If some of the more prolific Nabis have become quite obscure, those who had brief artistic careers like Jan Verkade (1868–1946) have all but vanished. Known in the group as le nabi obéliscal (the obeliscal Nabi), he became a Benedictine monk in 1894 and was later ordained as a priest.
Verkade was born into a Mennonite family in the Netherlands, and was brought up in Amsterdam. He developed an obsession for drawing in the Rijksmuseum, and went on to study at the city’s State Academy of Fine Arts in 1887. Two years later, he left and moved to the more rural town of Hattem, where he became influenced by literature including the writings of Huysmans, Baudelaire and Verlaine.
In 1891, Verkade moved to Paris, where he was introduced to Paul Gauguin and immediately fell under his influence. He painted in Paul Sérusier’s studio, following the principles laid down by Gauguin. In the Spring of that year, he moved to Pont-Aven in Brittany, where he painted landscapes and local people with Sérusier.

Verkade’s two Decorative Landscape paintings, of which this is the first, were almost certainly made in or near Pont-Aven during this first intense period in his art. This is in its own way as ‘abstract’ as Sérusier’s Talisman, which had been painted there in 1888. This shows some cottages at the edge of the village, through a grille formed by three tree-trunks.

His second Decorative Landscape (1891) is more conventional, although still strongly influenced by Gauguin. His brushwork remains clearly visible, but doesn’t show the constructive strokes typical of Cézanne’s or even Sérusier’s painting of the time. His colours remain muted, and the depth flattened.

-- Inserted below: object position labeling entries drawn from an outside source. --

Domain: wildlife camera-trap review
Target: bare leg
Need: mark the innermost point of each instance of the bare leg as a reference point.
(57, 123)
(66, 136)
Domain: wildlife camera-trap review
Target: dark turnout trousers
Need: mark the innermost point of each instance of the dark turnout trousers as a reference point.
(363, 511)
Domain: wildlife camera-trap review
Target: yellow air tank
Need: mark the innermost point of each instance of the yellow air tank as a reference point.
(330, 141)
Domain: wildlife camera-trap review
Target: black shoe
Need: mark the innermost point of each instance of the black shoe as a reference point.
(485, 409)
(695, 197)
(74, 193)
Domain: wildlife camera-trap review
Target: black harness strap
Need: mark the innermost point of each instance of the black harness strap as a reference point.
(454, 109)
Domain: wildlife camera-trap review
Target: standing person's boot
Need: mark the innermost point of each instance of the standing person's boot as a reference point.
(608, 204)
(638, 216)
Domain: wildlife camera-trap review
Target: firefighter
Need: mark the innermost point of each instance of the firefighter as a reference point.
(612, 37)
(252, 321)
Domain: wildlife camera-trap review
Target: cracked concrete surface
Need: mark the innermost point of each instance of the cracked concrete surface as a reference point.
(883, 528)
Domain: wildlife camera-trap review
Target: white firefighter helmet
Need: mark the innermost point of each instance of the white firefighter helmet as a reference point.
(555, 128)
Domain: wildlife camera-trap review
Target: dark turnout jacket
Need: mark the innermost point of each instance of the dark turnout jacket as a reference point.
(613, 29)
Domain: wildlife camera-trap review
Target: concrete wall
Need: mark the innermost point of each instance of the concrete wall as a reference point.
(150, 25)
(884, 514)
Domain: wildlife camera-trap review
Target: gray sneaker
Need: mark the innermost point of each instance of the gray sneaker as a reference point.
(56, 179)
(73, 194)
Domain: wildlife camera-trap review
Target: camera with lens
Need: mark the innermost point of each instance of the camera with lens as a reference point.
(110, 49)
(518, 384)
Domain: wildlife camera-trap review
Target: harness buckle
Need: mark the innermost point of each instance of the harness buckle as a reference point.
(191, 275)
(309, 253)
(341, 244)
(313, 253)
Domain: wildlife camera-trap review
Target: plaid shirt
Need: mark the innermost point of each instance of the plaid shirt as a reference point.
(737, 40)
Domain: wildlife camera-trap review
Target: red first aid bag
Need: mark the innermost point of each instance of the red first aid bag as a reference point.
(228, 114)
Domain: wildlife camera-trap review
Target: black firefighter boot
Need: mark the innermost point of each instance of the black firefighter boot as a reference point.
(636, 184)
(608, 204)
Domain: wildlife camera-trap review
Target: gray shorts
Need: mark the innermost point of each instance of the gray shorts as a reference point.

This Self-portrait from 1891-94 shows the artist’s luxuriant moustache, with more organised brushstrokes in hatching and to impart texture to his clothing.
When in Brittany in 1891, Verkade started to become deeply religious. He spent the winter back in Amsterdamm before returning to Paris with Sérusier, where he exhibited with the Nabis in March 1892. The following summer he went back to Brittany where his mind and spirit were focussed on the Confessions of Saint Augustine. He took formal instruction, and was baptised a Catholic there.

Verkade’s portrait of Saint Sebastian from the same period of 1891-94 is more quietly radical and unusual. Painted in egg tempera, the saint is shown as a very young man, and the arrows piercing his body are understated rather than emphasised as they more usually are.
After his baptism, Verkade travelled to Italy, where he became attracted by the monastic life at the Franciscan monastery at Fiesole. Sérusier visited him, and was surprised by his conversion. During a period of retreat in that monastery, Verkade heard of the artist-monks at Beuron in Germany. He joined them in 1894, and worked for much of the rest of his life in the Beuron Art School there.

Verkade is believed to have painted the west end of the Abbey of St. Martin in Beuron, Germany, around the turn of the century in 1899-1900. This frieze shows Saint Martin in the legend of his cloak, in a style which is more typical of the late Middle Ages, prior to the Renaissance.
The legend of Saint Martin’s cloak tells that before his conversion, when still a cavalry soldier in the Roman army in Gaul, he met a beggar outside the city of Amiens. He promptly cut his own cloak in two with his sword, to share it with the man. The following night he dreamed that the beggar had been Christ, and it is also claimed that in the morning his cloak was fully restored in size. He converted to Christianity and was baptised. It is thought that the cloak (capella) gave its name to those who cared for it and small churches built for it as a relic, hence the English words chaplain and chapel.
Verkade was later ordained as Father Willibrord, and died in the summer of 1946, by which time his career as a painter had been long forgotten.